The predominant fossil shark teeth found at the famous Sharktooth Hill deposits in central California are two types of extinct Mako shark believed to be the ancestor to the present day Great White shark. They are Isurus hastalis, the extinct Giant Mako, and Isurus planus, the Hooked-tooth Mako. A much more rare type of shark fossil found there are remains of the extinct Tiger shark, Galeocerdo aduncus. These teeth average about .5", reaching a maximum size of about 3/4" in diagonal length. This portion of original fossil-bearing Sharktooth Hill sandstone matrix contains a complete collector-quality tooth of this rare shark. The unique crown protrudes off the edge of the matrix, still embedded exactly as it was found.
A great display and educational shark fossil to show what the surrounding soil is like in which these famous fossil shark teeth are found in.
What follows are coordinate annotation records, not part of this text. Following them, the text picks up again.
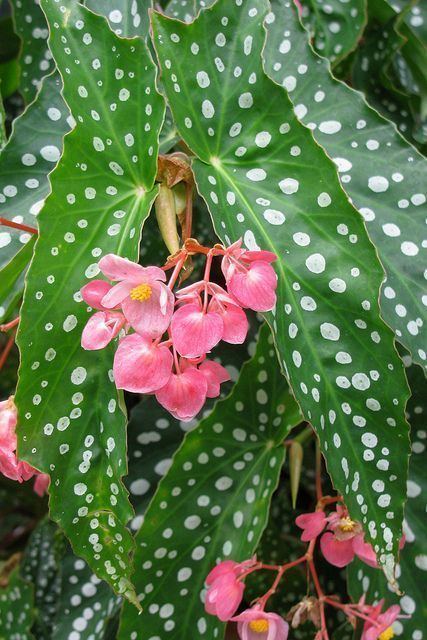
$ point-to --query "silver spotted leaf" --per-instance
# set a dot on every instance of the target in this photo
(41, 567)
(69, 411)
(413, 557)
(335, 26)
(35, 59)
(266, 180)
(213, 502)
(33, 150)
(16, 609)
(381, 173)
(127, 18)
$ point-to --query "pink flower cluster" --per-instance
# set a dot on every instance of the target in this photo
(174, 366)
(343, 540)
(10, 466)
(224, 595)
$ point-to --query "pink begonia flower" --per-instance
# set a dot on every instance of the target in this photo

The matrix also often includes other fossil bones and teeth of fish, sea lion, whales and dolphins of various species.
The rich Miocene fossil deposit known as "Sharktooth Hill" located in Bakersfield (Kern County), California has a reputation as the finest and most diverse fossil deposit of Miocene sharks, rays, bony fishes, turtles, birds and mammals (both marine and terrestrial) of the entire Pacific realm of North America. The formation is a result of silt spilling out of a prehistoric river delta into a Middle Miocene sea that once covered central California over 12 million years ago. This river originated in the nearby mountains east of Bakersfield. The fossil-bearing layer is thin ranging an average of only 6" - 18" thick but it spans approximately 100 square miles!